35.60% run_integration (RK4 driver)
35.26% integrate_body (per-body RK4 driver)
35.10% gravitation (gravity dispatch — both env + integration)
35.10% GravityControl::evaluate_inner (single-source eval site)
Reading: virtually all of run_integration is gravitation. The
RK4 plumbing itself is <0.5% of step time (consistent with the bench
showing trivial_accel at 43 ns vs degree60_accel at 27 µs).
The kernel itself (calc_nonspherical_with_scratch) does not appear as
a separate frame because LTO inlined it into gravitation. The
attribution lands on gravitation directly.

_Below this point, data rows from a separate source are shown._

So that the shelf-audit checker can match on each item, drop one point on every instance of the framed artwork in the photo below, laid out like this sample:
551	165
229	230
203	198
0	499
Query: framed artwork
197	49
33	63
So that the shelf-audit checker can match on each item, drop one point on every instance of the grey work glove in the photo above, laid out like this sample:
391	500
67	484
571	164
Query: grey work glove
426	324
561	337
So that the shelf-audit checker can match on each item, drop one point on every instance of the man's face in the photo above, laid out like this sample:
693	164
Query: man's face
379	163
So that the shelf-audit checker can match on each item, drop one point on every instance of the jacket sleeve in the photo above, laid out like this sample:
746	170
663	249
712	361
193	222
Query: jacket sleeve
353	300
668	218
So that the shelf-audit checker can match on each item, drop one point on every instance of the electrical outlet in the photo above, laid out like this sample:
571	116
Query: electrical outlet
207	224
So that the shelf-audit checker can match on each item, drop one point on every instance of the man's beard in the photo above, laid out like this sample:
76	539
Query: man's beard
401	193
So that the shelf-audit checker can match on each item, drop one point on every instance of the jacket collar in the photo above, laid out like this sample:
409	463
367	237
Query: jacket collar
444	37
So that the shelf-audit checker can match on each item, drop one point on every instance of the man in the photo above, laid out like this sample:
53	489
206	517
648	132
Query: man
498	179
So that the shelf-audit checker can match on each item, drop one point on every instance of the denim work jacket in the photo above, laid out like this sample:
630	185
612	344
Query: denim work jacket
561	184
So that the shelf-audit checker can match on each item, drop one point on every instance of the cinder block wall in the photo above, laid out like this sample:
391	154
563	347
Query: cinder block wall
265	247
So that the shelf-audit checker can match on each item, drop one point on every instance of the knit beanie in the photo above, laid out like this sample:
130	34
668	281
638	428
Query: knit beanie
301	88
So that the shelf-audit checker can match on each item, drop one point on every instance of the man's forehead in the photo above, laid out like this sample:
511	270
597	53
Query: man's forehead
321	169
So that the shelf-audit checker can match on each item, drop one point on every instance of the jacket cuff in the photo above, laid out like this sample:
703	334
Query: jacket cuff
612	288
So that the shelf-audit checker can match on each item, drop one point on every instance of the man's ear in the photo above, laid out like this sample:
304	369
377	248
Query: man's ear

The environment phase runs update_environment which calls
gravitation once per source before RK4. The hot symbols are
identical to B1 — same kernel, same dispatch. Optimizations on the
kernel improve both phases.
Three queries per step in the Earth–Moon scenario:
-
eph.get_state_typed(Earth, Moon, tdb_jd)— Earth position. -
eph.get_state_typed(Sun, Moon, tdb_jd)— Sun position. -
eph.get_body_rotation(Moon, tdb_jd)— Moon BPC libration matrix.
Hot symbols from the flamegraph (inclusive samples within step_internal):
8.77% Ephemeris::get_state_typed
5.63% anise::translate_to_parent (Chebyshev evaluator entry)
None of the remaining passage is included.